Thursday, April 15, 2010

Paper pieced quilt







                                                                                                 The craft group I belong to at St. Margaret's in the Pines usually make a quilt every couple of years for a raffle. We bagan this one last year.  This star design uses pieces of paper marked in triangles with cutting lines and sewing lines.  This is Susan, our fearless leader who knows all about quilts, quilting, sewing machines, and is a great resource for the rest of us who only have a very limited knowledge of all of the above.







The fabric for this quilt came from the stash of one of our dear friends who passed away and left a wonderful assortment of colourful cottons.  So, as well as being an interesting, vibrant quilt to work on, it is a joy to make.

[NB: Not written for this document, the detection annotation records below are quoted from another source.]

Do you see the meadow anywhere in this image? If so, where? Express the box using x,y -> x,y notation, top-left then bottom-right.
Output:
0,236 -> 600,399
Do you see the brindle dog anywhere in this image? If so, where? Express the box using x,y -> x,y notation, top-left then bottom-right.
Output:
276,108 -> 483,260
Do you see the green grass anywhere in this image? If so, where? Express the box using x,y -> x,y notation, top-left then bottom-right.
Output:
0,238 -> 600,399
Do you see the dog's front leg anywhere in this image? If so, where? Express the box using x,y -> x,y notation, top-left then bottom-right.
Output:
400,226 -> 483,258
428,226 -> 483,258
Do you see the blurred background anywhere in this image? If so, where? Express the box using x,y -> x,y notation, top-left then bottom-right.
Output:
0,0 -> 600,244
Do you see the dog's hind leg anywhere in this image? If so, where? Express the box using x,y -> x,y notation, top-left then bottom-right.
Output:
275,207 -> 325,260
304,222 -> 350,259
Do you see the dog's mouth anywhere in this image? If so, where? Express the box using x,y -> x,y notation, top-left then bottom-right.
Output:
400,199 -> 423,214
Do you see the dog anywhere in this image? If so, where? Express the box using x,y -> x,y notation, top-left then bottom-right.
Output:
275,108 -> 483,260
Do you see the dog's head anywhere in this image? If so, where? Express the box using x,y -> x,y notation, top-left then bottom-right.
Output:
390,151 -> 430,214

We began this last year and have diligently sewn block by block, week by week (with a few weeks time out to make Easter eggs), and now finally, we have enough blocks to put it together.   For a non-sane-quilter (as opposed to a crazy quilter), it was very uncomplicated to do.  Susan divided the fabrics first into colours, then within the colours were "lights", "mediums" and "darks".    She cut the fabric into strips and then placed two different right sides together and pinned thm to the paper for us to sew.  It seemed like magic the way it worked, but of course it's not.  The paper pieces are called "Thangles" (  http://www.thangles.com/howtheywork.html ) and would inspire me to tackle a quilt with so many points to match, without a second thought.






The first photo shows one finished block sewn together, and one just stuck to a piece of flannelette before sewing. 









The next photo is the blocks all laid out on our working table to get the same design from the pattern we used.





And the third photo is one finished block to show all the different patterned pieces and how the dark triangles make up the star.